CEO of Circle Health, Paul Manning, said: ‘Mehdi is an exceptional talent, and I am delighted to have him with us for the next chapter of Circle’s story. His wealth of experience, knowledge and insight will prove invaluable, and I look forward to having his support as we look to become more competitive commercially and operationally.’

Adam Cannon, legal director at The Sun, has departed after over six years in the role. Cannon initially joined News UK, the group which owns the title, in 2016 as a senior legal counsel.
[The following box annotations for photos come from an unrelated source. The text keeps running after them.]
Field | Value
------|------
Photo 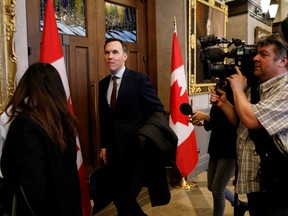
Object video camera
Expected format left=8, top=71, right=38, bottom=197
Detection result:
left=198, top=34, right=257, bottom=88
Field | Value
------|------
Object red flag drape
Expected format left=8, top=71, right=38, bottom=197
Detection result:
left=169, top=31, right=198, bottom=177
left=40, top=0, right=91, bottom=216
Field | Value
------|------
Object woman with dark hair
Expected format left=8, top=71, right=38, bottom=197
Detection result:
left=1, top=63, right=82, bottom=216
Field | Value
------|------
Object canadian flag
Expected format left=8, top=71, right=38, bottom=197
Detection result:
left=169, top=30, right=198, bottom=177
left=40, top=0, right=91, bottom=216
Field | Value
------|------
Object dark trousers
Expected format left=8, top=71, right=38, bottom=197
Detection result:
left=247, top=192, right=288, bottom=216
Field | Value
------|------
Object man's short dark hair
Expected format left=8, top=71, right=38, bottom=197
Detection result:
left=104, top=38, right=128, bottom=54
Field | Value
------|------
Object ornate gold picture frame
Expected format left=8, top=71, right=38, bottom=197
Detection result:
left=0, top=0, right=17, bottom=112
left=188, top=0, right=228, bottom=95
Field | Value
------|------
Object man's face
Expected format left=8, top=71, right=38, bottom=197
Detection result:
left=105, top=41, right=127, bottom=74
left=253, top=45, right=282, bottom=82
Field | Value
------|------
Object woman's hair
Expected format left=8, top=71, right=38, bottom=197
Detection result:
left=5, top=62, right=76, bottom=150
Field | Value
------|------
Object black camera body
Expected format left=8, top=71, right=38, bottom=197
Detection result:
left=198, top=34, right=258, bottom=88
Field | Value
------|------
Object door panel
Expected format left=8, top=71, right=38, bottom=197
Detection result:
left=26, top=0, right=157, bottom=175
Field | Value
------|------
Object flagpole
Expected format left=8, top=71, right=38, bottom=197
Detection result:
left=173, top=16, right=196, bottom=191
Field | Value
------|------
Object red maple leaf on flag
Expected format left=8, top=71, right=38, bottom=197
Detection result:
left=170, top=81, right=189, bottom=126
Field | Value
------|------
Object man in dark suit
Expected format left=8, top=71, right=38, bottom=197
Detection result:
left=99, top=38, right=177, bottom=216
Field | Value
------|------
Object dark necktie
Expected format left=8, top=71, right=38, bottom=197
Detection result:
left=110, top=76, right=117, bottom=111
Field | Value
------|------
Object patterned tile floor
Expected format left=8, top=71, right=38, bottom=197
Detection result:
left=94, top=172, right=249, bottom=216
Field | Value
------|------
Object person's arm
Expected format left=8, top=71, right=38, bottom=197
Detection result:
left=227, top=66, right=261, bottom=129
left=210, top=89, right=238, bottom=126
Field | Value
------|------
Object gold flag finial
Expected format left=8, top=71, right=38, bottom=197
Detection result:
left=174, top=16, right=177, bottom=32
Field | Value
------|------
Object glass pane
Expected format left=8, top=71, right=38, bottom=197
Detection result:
left=105, top=2, right=137, bottom=43
left=40, top=0, right=86, bottom=36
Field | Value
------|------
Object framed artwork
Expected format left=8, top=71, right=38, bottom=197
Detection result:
left=188, top=0, right=228, bottom=95
left=0, top=0, right=17, bottom=112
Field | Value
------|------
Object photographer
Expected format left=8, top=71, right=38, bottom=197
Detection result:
left=191, top=81, right=247, bottom=216
left=210, top=35, right=288, bottom=216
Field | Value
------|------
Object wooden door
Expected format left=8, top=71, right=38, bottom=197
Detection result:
left=26, top=0, right=157, bottom=174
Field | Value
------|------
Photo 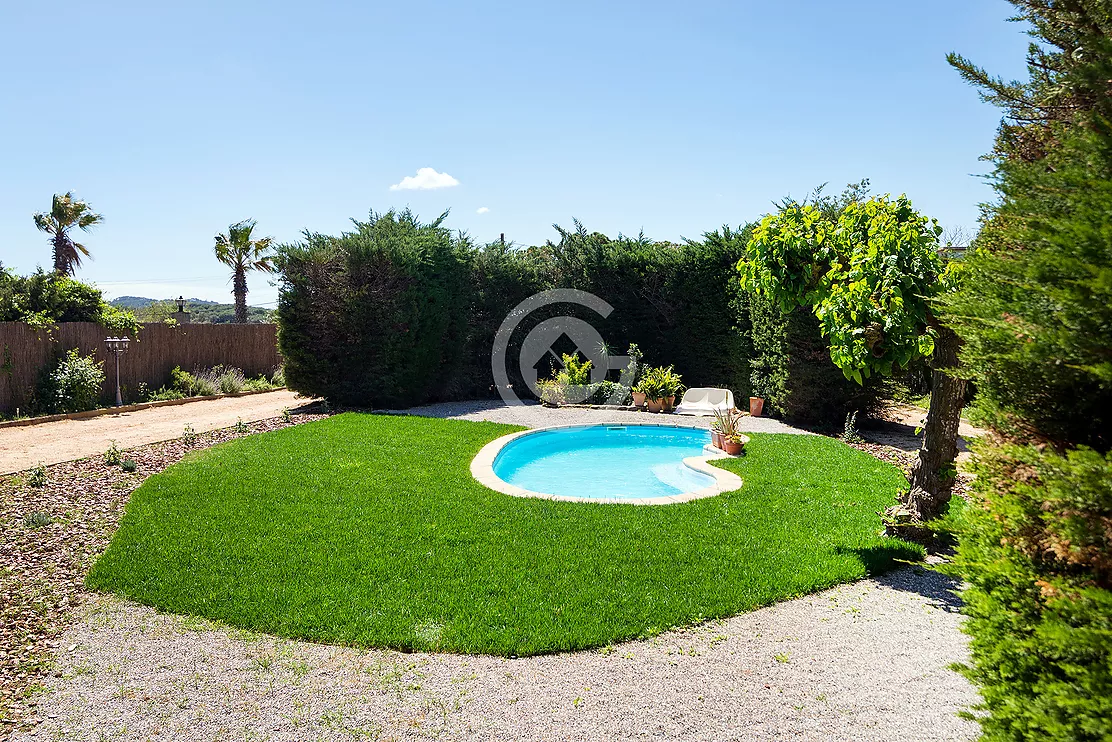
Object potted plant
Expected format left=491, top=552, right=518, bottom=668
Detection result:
left=711, top=409, right=742, bottom=453
left=657, top=366, right=684, bottom=409
left=637, top=368, right=664, bottom=413
left=722, top=433, right=749, bottom=456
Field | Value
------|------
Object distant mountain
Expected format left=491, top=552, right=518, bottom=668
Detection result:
left=109, top=296, right=274, bottom=325
left=109, top=296, right=220, bottom=309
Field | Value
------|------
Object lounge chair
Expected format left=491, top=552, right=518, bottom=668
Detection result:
left=676, top=387, right=734, bottom=416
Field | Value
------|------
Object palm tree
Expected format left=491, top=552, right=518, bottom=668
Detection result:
left=34, top=191, right=105, bottom=276
left=216, top=219, right=275, bottom=324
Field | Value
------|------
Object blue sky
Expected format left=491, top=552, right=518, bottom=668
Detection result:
left=0, top=0, right=1027, bottom=304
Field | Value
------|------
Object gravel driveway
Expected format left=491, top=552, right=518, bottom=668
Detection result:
left=13, top=568, right=976, bottom=742
left=0, top=389, right=309, bottom=474
left=13, top=403, right=977, bottom=742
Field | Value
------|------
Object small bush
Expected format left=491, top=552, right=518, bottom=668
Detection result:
left=244, top=376, right=275, bottom=392
left=27, top=464, right=49, bottom=487
left=105, top=441, right=120, bottom=466
left=955, top=444, right=1112, bottom=742
left=23, top=511, right=54, bottom=528
left=145, top=386, right=186, bottom=402
left=36, top=348, right=106, bottom=413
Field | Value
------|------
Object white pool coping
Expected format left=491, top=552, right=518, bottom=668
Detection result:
left=471, top=422, right=748, bottom=505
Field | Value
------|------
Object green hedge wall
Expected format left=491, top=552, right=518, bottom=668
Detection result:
left=749, top=296, right=884, bottom=426
left=278, top=211, right=470, bottom=407
left=278, top=211, right=870, bottom=424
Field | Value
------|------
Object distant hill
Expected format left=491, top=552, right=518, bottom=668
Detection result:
left=109, top=296, right=274, bottom=325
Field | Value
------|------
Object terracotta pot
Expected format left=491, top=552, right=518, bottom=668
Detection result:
left=749, top=397, right=764, bottom=417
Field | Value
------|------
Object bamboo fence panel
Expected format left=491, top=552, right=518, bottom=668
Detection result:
left=0, top=323, right=281, bottom=415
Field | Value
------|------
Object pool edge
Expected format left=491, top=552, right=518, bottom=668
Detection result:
left=470, top=422, right=747, bottom=505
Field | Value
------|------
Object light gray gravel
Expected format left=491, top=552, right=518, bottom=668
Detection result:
left=13, top=403, right=976, bottom=742
left=406, top=400, right=806, bottom=434
left=14, top=568, right=976, bottom=742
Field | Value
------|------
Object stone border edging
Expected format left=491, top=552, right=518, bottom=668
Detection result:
left=470, top=423, right=748, bottom=505
left=0, top=386, right=286, bottom=429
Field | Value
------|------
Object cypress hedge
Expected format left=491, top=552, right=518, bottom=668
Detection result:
left=946, top=0, right=1112, bottom=742
left=278, top=211, right=870, bottom=424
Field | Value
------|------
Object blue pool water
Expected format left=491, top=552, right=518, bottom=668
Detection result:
left=494, top=425, right=714, bottom=498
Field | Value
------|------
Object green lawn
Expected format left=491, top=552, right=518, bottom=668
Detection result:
left=88, top=413, right=922, bottom=655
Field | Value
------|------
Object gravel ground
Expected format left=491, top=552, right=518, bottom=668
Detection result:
left=406, top=400, right=806, bottom=434
left=13, top=568, right=976, bottom=742
left=0, top=389, right=310, bottom=474
left=0, top=403, right=977, bottom=742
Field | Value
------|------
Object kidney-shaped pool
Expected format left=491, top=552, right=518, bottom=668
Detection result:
left=473, top=425, right=741, bottom=504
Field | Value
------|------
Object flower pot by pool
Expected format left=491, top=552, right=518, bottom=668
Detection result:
left=749, top=397, right=764, bottom=417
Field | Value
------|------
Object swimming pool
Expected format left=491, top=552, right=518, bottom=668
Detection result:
left=471, top=424, right=741, bottom=504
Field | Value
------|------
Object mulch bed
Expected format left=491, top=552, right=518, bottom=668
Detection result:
left=0, top=410, right=328, bottom=740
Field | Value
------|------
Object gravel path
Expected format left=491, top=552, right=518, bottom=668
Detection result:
left=12, top=403, right=977, bottom=742
left=0, top=389, right=308, bottom=474
left=13, top=568, right=976, bottom=742
left=406, top=400, right=806, bottom=434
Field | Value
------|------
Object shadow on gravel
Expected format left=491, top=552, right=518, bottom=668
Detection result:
left=873, top=565, right=962, bottom=613
left=837, top=546, right=962, bottom=613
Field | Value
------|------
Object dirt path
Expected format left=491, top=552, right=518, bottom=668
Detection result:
left=0, top=389, right=308, bottom=474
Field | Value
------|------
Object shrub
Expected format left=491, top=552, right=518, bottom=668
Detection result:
left=244, top=376, right=275, bottom=392
left=278, top=211, right=473, bottom=407
left=36, top=348, right=106, bottom=413
left=955, top=445, right=1112, bottom=742
left=947, top=0, right=1112, bottom=742
left=27, top=464, right=50, bottom=487
left=105, top=441, right=120, bottom=466
left=749, top=296, right=884, bottom=427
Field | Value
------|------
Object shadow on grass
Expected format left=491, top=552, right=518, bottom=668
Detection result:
left=838, top=544, right=962, bottom=613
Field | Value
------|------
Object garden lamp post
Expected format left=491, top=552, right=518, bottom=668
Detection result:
left=105, top=336, right=131, bottom=407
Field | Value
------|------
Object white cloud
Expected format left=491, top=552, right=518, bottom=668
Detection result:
left=390, top=168, right=459, bottom=190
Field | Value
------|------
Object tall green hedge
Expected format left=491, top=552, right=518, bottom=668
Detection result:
left=278, top=212, right=872, bottom=424
left=748, top=296, right=883, bottom=426
left=946, top=0, right=1112, bottom=742
left=278, top=211, right=470, bottom=407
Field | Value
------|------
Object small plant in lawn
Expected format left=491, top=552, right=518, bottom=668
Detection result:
left=842, top=409, right=865, bottom=443
left=27, top=464, right=48, bottom=487
left=23, top=511, right=54, bottom=528
left=105, top=441, right=120, bottom=466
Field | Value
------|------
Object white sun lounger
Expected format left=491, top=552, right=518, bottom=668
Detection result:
left=676, top=387, right=734, bottom=416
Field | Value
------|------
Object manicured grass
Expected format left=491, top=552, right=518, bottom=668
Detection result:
left=88, top=414, right=921, bottom=655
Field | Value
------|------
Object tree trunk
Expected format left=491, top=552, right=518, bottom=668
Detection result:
left=900, top=325, right=965, bottom=522
left=231, top=266, right=247, bottom=325
left=53, top=229, right=72, bottom=276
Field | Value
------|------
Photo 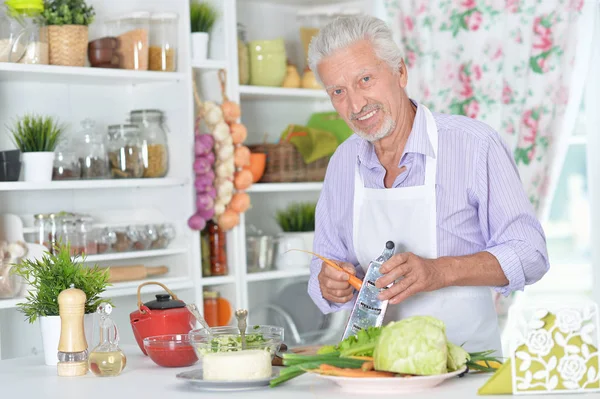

Before that Cannon was at the Telegraph Media Group and Associated Newspapers.

Oliver Doherty, director of legal (NGN and news broadcasting) at News UK, has taken over leadership of the team, assisted by Enfys Jenkins, who joined News UK as senior legal counsel – editorial (The Sun newspaper) this month, from Simons Muirhead Burton.

Also in the UK, Shawbrook Group‘s long-serving GC Daniel Rushbrook has retired from his position, and has been replaced by deputy GC Sam Foskett.

Rushbrook has served in the top legal role since 2011, and before that worked at Linklaters and Macfarlanes. His departure follows shortly after the group’s IPO in October last year, valued at £1.92bn.

Sam Foskett has taken over leadership of the legal function. Foskett joined the British retail and commercial bank in 2014, and has progressed through a number of legal positions, most recently serving as deputy GC. Before moving in-house he worked in private practice at Travers Smith and CMS.

Further senior legal leadership changes in the UK include the departure of Ian Cokayne from Grant Thornton to join accountancy firm Gravita. Cokayne spent the last 12 years at Grant Thornton, progressing to GC in 2023.

Finally, in the US, video game developer Epic Games has hired Reggie Davis as general counsel. The company is known for creating and distributing games such as Fortnite, Rocket League and Unreal Tournament.

Davis joins the game developer from Qualia Labs, a digital real estate closing platform, where he spent five years as chief legal officer. Davis has previously worked in senior legal positions at DocuSign, Zynga Game Network and Yahoo!.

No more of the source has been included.